The Nothing to See Here Hotel by Steven Butler. A mad story strongly recommended to me by a very enthusiastic nine-year-old. Our guide is Frankie, whose parents own a mysterious hotel in Brighton. To normal eyes, it looks like somewhere best avoided but that's the whole idea - normal people aren't encouraged to enter, they might upset the curious cast of magical creatures who work in or visit the crazy hotel. On the day of our story a very important guest turns up, only to prove that royalty may not be the most pleasant people to have around - especially when it turns out they're mixed up in dodgy dealings with pirates hungry for revenge... Very silly, highly entertaining.

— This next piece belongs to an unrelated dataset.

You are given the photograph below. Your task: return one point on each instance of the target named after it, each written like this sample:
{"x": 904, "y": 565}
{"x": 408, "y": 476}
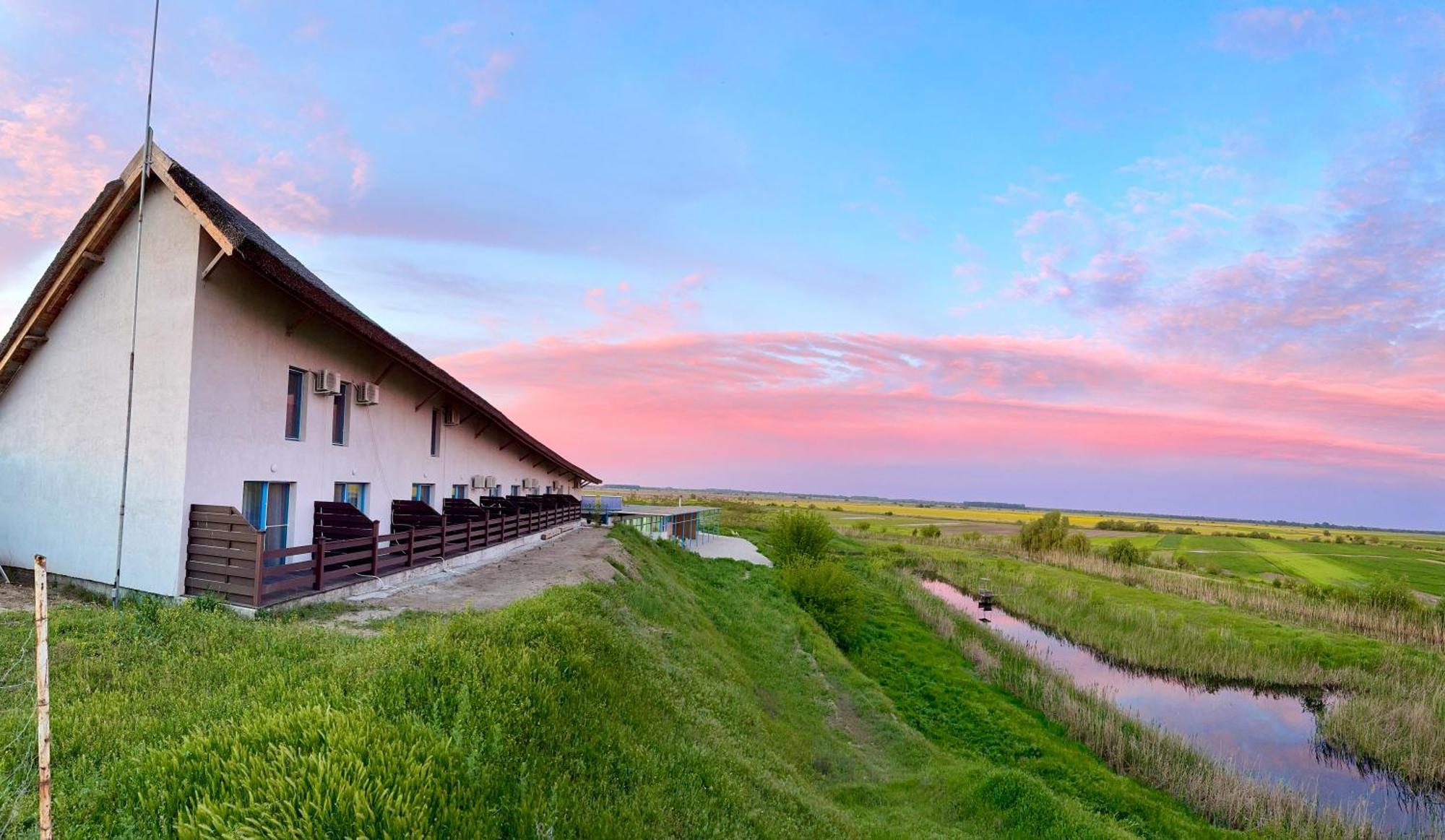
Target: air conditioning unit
{"x": 326, "y": 381}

Bee Boy: Clash of the Killer Queens and Bee Boy: Attack of the Zombees (Bee Boy 2) by Tony De Saulles. Melvin Meadly is a young boy living in a tower block with his detective mum. A friendly neighbour tells him about bees and sets up a hive on the tower roof. Melvin lends a hand and soon becomes immersed in caring for his new charges. Then there's a huge surprise - Melvin suddenly finds himself a lot closer to the bees than he ever anticipated. Two adventures exploring the plight of the world's bees with exciting plot twists and some engaging characters.